Israeli Prime Minister Ariel Sharon has consistently demanded a ceasefire before he will negotiate with Palestinian leader Yasser Arafat. Mr. Sharon’s position is disingenuous, particularly since his policies have gone a long way toward undermining the Palestinian institutions that have to provide law and order. Nevertheless, he is right to demand that the Palestinian authorities disavow the extremists and their terror tactics, make real efforts to crack the terrorist networks and bring the perpetrators of such atrocities to justice.
Palestinians reject any interference in their internal affairs. That argument would be more persuasive if Palestinian security forces were not intimately involved in acts of violence against Israeli citizens; links between Palestinian officials and various extremist groups have become more apparent in recent weeks, disclaimers of “official” involvement notwithstanding.
The more sophisticated charge is that no Palestinian leader can afford to crack down on the terrorists without undermining his or her own legitimacy. That argument concedes the “justness” of the terrorists’ cause and, in the aftermath of Sept. 11, has worn increasingly thin. More importantly, however, it overlooks the deeper roots of disaffection within the Palestinian community. Israel’s policy has compounded Palestinian misery, but the real source of that misery is homegrown: the failure of Mr. Arafat’s government to deliver on promises of prosperity and development that accompanied the birth of the Palestinian Authority nearly a decade ago. For example, Hamas, the Islamic organization that has taken credit for many of the suicide attacks, has won popular support as a result of its community efforts, programs that should have been provided by the Palestinian government.
The Palestinian leader himself deserves much of the blame. While Mr. Arafat embodied the Palestinian cause when he was in exile, he has proven to be a far less capable political leader. He has concentrated power in his own hands and been careful to dole out the spoils to friends and supporters. The result has been nepotism, corruption and mounting disaffection among the Palestinian people. That in turn fuels the extremist cause: Martyrdom is much more appealing when people have nothing to lose.
The international community has become increasingly disenchanted with Mr. Arafat’s rule. The United States, Israel and the European Union have all demanded reform within the Palestinian Authority. They want Mr. Arafat to call new elections and root out the corruption that exists throughout his government. In response to the mounting pressure, Mr. Arafat promised parliamentary and presidential elections in the winter and regional and municipal polls this year. Then, true to form, he qualified his pledge by questioning whether fair elections could take place while Israel continued to occupy Palestinian territory and imposed travel restrictions on Palestinians.

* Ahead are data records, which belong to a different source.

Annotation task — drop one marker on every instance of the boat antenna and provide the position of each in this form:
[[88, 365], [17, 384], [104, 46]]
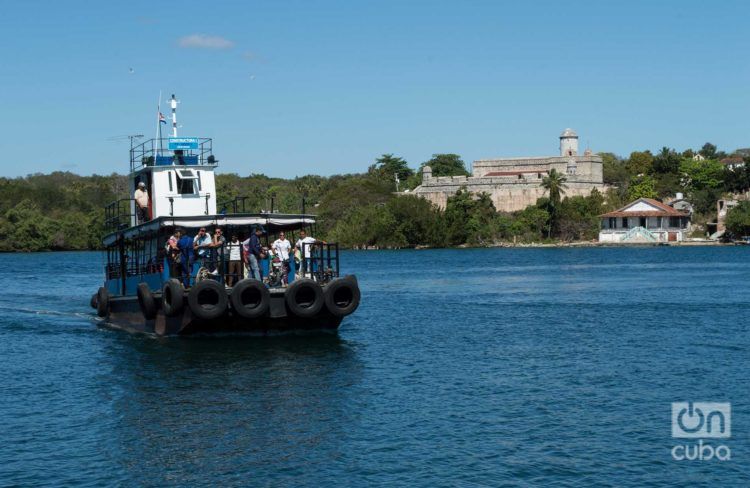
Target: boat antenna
[[158, 129], [174, 116]]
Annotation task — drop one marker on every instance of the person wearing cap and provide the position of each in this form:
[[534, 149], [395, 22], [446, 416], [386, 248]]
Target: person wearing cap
[[202, 244], [141, 203], [253, 251]]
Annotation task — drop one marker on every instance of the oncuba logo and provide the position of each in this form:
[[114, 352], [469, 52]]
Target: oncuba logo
[[701, 420]]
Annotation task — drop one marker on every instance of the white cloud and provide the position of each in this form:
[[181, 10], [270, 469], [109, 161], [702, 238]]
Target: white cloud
[[203, 41]]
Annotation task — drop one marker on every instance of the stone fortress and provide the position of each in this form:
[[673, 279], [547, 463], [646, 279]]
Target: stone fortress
[[515, 183]]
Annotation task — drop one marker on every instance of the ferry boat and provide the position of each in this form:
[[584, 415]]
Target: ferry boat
[[150, 288]]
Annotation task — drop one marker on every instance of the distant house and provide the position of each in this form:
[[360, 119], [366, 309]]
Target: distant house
[[644, 220], [679, 203], [733, 162]]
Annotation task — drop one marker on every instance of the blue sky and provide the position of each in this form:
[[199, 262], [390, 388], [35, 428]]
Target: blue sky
[[298, 87]]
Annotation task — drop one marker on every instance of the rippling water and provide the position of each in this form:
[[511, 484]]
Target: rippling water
[[461, 367]]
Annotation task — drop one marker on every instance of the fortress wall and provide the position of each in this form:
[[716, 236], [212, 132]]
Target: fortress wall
[[509, 197]]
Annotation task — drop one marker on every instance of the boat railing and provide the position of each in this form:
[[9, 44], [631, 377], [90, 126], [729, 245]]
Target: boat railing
[[119, 214], [241, 204], [320, 261], [156, 152], [234, 206]]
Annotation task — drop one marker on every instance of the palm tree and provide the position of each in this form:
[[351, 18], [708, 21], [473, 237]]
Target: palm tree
[[554, 183]]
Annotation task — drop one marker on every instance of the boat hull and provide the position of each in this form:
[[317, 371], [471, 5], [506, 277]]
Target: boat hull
[[125, 313]]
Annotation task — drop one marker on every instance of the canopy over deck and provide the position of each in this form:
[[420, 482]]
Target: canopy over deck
[[270, 221]]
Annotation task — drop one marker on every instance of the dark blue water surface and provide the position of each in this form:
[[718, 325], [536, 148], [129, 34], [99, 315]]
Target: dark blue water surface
[[461, 367]]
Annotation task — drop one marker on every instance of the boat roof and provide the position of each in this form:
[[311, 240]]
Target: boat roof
[[271, 222]]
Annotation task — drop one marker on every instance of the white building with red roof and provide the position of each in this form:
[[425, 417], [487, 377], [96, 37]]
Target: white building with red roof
[[644, 220]]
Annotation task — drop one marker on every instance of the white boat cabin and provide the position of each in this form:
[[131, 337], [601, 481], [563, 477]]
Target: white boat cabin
[[180, 182]]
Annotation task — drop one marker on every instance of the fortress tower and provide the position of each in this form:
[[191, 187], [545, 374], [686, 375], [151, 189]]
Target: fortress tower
[[568, 143]]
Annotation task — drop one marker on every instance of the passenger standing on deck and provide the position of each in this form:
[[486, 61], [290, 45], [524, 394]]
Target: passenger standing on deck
[[303, 245], [185, 245], [141, 203], [235, 261], [202, 245], [173, 254], [281, 248], [253, 251], [219, 250]]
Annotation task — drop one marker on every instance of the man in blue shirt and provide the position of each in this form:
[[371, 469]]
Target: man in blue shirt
[[185, 246], [253, 250]]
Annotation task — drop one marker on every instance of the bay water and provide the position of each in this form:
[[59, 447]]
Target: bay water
[[465, 367]]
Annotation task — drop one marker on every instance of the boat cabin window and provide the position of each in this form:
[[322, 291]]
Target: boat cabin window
[[187, 182]]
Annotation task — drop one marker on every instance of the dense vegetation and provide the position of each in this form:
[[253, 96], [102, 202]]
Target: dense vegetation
[[63, 211]]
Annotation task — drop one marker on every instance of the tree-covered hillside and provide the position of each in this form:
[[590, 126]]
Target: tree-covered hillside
[[64, 211]]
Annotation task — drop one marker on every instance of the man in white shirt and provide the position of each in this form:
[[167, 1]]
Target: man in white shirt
[[202, 245], [281, 248], [303, 245], [141, 203]]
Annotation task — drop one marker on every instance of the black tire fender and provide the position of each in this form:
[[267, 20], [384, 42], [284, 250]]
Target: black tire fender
[[208, 300], [304, 298], [146, 301], [172, 298], [102, 302], [250, 299], [342, 296]]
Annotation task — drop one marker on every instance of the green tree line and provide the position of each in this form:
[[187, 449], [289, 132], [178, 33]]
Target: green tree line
[[64, 211]]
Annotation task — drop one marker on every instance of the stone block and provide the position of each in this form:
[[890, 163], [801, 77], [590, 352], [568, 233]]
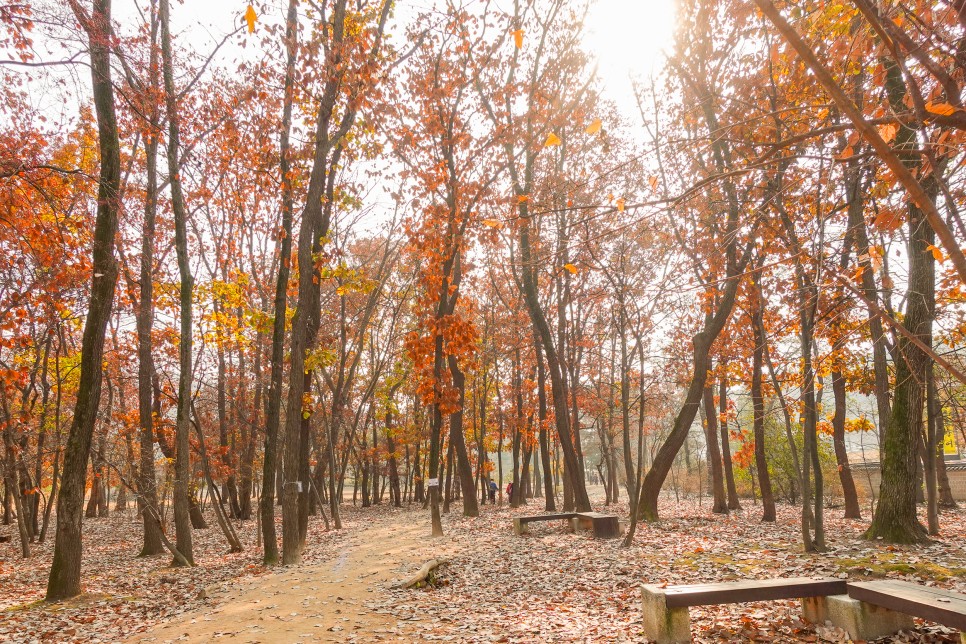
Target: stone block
[[864, 621], [662, 624], [815, 609]]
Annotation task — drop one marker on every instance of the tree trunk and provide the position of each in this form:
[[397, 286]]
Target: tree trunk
[[720, 504], [758, 403], [729, 472], [64, 579], [266, 506], [895, 519], [852, 510], [182, 457]]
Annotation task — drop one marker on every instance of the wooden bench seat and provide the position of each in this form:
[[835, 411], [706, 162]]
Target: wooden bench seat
[[934, 604], [605, 526], [666, 618], [520, 523]]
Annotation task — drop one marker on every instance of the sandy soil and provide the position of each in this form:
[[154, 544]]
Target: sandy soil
[[325, 602]]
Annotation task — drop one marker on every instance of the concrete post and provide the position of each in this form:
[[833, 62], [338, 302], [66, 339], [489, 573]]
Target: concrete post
[[662, 624]]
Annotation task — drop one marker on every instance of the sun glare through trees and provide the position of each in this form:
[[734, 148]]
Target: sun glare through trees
[[482, 320]]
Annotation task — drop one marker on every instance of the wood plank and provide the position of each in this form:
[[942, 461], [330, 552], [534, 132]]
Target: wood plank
[[594, 515], [545, 517], [935, 604], [750, 591]]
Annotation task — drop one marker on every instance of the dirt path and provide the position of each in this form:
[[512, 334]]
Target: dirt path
[[323, 602]]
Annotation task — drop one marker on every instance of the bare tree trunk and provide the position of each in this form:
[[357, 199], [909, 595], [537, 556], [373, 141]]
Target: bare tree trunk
[[64, 580], [182, 458]]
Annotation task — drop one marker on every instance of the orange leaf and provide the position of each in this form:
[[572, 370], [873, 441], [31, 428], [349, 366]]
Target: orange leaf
[[943, 109], [936, 253], [250, 18], [888, 131]]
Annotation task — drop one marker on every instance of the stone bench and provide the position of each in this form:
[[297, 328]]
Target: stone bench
[[874, 609], [605, 526], [666, 618], [520, 523]]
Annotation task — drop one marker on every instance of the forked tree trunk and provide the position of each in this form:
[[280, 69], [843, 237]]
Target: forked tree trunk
[[64, 580], [895, 519]]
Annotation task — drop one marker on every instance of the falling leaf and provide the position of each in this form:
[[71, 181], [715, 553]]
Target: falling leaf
[[250, 18], [943, 109], [888, 132], [936, 253], [552, 139]]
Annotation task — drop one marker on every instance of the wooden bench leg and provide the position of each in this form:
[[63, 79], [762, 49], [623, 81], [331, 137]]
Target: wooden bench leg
[[662, 624], [862, 621]]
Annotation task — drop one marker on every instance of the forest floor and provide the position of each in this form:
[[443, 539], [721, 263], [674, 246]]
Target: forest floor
[[548, 586]]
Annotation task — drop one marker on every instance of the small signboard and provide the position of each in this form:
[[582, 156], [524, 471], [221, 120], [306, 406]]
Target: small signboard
[[950, 448]]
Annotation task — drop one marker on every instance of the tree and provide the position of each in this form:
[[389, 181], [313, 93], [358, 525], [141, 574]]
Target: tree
[[64, 580]]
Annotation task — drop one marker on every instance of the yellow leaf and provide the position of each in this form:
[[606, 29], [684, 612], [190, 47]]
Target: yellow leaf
[[936, 253], [250, 18], [943, 109], [888, 132]]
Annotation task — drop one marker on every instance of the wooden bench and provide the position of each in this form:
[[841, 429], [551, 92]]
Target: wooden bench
[[874, 609], [520, 523], [605, 526], [666, 618]]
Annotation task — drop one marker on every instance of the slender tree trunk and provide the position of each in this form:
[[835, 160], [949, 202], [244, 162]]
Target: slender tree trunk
[[182, 458], [720, 505], [758, 403], [852, 510]]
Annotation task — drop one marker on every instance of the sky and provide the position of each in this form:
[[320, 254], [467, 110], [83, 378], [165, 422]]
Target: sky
[[627, 37]]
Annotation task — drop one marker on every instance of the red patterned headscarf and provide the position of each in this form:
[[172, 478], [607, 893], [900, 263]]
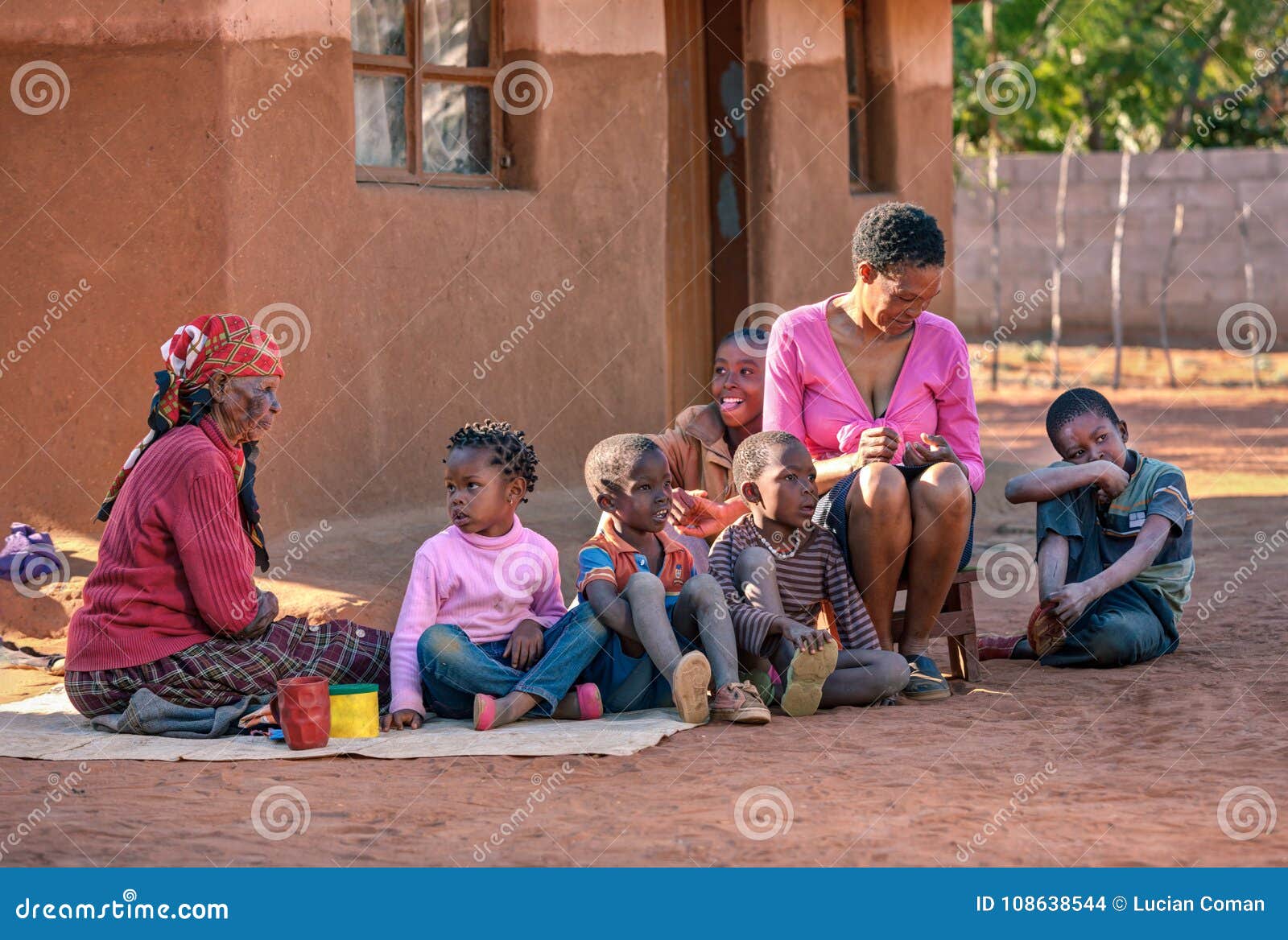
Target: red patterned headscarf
[[225, 343]]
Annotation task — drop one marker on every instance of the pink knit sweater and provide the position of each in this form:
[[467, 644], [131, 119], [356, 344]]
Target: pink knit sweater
[[485, 586], [809, 392]]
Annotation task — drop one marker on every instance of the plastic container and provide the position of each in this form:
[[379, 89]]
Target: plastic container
[[356, 711], [302, 710]]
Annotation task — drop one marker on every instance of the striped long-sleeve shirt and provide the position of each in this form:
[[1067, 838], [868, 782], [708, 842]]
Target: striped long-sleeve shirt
[[815, 573]]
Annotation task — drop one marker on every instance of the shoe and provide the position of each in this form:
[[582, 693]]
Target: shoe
[[590, 705], [485, 712], [740, 703], [927, 682], [689, 688], [805, 678], [997, 647], [1045, 630]]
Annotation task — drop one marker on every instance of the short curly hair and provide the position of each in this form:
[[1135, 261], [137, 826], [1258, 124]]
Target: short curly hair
[[753, 455], [1073, 403], [509, 450], [894, 235], [611, 461]]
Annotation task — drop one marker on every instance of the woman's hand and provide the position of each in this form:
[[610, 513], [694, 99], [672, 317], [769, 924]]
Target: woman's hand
[[877, 446], [403, 718], [526, 645], [266, 612]]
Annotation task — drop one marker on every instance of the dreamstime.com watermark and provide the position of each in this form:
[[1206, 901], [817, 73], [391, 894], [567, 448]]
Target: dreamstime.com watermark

Elections will not solve the Palestinian problems if institutions are not reformed and accountability is not introduced. The bloated bureaucracy — estimated at two or three times the needed size — must be cut back. The security forces in particular must be consolidated and reduced. Government accounts, as well as those of government-authorized monopolies, need to be transparent. Hiring should be based on merit, not connections. Ultimately, power has to pass from Mr. Arafat’s hands to ministers and officials who can actually manage the government rather than administer it for the benefit of friends and family. It will be a wrenching adjustment for a man who has been accustomed to ruling without challenge — which is why reform is so desperately needed.